I've inherited 200K lines of spaghetti code — what now? - bussetta
http://programmers.stackexchange.com/questions/155488/ive-inherited-200k-lines-of-spaghetti-code-what-now

======
pasbesoin
Image and archive the extant system. In triplicate, including off-site. (Don't
assume anything you're told about existing backups is correct / correctly and
safely executed.)

Select and teach them version control. You want to be able to document and
roll back changes made from this point forward. Mantra: "First, do no
(irreversible) harm."

This code base will contain knowledge/configuration from people who are no
longer accessible. Even the current experts might have to expend considerable
time and effort in trying to recreate some of it and/or and understanding of
those parts specifically.

So, you aren't just going to rewrite it. A first step, aside from ongoing
work, would be to _document_ it.

Some of the people you are working for are going to want to _get on with
things_. A primary focus in your education might/should be to make them read
some of the better documented cases of such systems "blowing up" -- 'the bug
that ate Rochester', and the like. Convince them that _now_ is the time for
some risk management, while their luck (hopefully) holds.

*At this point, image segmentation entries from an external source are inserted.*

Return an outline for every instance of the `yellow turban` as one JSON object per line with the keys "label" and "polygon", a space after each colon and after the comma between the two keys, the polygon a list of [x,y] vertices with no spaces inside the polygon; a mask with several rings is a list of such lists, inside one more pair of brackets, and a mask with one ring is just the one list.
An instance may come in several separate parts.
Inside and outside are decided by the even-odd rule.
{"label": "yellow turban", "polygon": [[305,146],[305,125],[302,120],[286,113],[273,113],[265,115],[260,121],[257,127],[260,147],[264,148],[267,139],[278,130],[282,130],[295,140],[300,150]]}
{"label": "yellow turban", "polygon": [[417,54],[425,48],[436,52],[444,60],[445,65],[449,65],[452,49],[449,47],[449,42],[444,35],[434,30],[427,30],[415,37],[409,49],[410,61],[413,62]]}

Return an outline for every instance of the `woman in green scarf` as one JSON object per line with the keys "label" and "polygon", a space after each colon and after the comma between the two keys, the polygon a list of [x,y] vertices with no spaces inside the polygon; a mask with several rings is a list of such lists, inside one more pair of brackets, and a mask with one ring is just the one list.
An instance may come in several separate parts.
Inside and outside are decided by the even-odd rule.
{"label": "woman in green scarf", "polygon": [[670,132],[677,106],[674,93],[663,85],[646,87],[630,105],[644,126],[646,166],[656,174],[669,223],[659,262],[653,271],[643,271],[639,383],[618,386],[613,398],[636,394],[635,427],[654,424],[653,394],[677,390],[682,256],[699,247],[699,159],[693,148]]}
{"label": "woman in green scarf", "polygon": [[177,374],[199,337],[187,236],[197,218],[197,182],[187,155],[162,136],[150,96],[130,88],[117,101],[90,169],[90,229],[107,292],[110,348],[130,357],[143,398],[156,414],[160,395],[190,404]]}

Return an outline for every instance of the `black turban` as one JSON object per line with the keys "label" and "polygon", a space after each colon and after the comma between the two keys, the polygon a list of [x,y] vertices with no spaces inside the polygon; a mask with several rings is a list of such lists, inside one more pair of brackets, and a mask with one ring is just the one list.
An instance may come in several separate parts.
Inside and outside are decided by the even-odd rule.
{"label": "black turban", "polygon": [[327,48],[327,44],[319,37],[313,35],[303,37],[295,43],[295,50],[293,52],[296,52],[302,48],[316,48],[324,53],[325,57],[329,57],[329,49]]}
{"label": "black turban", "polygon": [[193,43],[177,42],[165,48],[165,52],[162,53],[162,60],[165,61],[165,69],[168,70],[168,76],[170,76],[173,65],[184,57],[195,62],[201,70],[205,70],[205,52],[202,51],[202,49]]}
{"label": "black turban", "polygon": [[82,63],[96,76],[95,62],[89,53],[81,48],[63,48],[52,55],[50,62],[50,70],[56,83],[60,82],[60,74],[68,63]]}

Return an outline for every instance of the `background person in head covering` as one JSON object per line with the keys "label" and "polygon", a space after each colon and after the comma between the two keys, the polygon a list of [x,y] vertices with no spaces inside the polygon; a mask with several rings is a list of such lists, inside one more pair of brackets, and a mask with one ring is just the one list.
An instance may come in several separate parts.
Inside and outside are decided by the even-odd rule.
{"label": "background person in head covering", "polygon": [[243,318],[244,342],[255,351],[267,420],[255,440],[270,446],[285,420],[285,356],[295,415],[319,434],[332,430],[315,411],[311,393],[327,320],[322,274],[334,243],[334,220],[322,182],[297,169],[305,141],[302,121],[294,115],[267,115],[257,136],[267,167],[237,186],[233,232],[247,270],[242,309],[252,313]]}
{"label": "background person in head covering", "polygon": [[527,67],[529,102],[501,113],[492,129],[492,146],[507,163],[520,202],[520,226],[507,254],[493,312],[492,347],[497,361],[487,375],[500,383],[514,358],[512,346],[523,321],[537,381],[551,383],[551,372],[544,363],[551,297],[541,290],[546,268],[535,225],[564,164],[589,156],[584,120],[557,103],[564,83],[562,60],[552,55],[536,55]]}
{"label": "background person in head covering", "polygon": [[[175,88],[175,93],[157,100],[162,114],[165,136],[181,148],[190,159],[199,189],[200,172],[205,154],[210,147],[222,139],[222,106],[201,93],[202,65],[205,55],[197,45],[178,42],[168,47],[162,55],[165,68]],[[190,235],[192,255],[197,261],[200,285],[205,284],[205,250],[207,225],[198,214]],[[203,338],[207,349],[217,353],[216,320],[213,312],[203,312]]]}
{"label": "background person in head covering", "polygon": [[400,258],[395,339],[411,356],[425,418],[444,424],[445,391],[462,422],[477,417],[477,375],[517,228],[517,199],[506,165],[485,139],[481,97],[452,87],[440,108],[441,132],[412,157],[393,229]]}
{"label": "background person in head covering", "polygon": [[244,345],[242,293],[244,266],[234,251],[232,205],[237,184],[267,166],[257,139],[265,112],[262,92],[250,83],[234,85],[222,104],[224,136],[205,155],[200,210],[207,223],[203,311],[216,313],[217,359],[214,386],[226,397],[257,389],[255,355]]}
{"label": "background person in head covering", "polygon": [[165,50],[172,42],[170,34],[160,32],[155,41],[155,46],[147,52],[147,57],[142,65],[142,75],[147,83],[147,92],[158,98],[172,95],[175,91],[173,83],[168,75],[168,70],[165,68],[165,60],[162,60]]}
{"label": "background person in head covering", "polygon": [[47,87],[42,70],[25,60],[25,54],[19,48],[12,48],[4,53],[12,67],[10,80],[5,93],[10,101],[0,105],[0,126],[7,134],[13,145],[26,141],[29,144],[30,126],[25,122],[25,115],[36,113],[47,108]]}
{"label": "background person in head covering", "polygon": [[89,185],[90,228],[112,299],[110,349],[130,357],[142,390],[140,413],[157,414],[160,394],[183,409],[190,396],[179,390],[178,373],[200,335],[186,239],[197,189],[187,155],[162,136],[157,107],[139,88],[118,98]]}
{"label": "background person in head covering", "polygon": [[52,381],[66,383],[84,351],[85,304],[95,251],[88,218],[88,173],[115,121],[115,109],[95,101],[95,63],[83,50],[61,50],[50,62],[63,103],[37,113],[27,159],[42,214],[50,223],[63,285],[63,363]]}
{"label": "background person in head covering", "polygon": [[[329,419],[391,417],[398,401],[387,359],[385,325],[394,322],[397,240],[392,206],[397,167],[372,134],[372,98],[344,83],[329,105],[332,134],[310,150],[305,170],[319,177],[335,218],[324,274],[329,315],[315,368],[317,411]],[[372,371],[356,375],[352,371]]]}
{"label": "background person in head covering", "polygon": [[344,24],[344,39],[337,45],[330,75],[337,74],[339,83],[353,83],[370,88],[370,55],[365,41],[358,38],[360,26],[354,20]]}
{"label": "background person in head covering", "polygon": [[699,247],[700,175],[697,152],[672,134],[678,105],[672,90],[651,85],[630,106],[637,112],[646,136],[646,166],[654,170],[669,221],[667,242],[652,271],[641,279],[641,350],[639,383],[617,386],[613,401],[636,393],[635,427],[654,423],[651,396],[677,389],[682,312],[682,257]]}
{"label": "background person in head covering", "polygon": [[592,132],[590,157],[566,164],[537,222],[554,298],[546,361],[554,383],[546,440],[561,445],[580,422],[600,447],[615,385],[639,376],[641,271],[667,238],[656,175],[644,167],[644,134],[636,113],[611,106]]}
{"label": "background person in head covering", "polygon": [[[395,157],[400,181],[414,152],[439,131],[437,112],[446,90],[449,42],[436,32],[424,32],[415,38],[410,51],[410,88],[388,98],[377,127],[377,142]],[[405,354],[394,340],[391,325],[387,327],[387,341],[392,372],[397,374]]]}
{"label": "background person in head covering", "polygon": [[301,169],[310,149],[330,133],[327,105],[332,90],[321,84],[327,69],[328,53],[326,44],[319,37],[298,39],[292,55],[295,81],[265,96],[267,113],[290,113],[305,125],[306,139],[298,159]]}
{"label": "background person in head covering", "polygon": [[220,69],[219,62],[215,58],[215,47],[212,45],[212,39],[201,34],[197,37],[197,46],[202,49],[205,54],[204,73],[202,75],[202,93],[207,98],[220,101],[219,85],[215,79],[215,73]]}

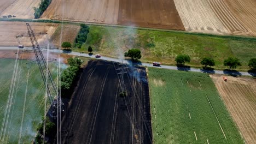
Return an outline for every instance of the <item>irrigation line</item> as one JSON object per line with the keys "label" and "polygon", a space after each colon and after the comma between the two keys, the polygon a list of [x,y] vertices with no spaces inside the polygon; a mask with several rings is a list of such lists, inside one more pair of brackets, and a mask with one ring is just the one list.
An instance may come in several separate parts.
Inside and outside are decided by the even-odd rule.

Once you/they know what you have, some of those "best practices" may make more
sense and sink in better when they can be applied to something that they
actually, specifically, and directly care about.

Did I mention, version control?

Oh, and establish from the start that you are the expert in this, and that
this is _your_ job. Some egos are likely to try to push you around, unless and
until you push back sufficiently well.

------
polysaturate
Framework sauce...maybe some MVC-balls?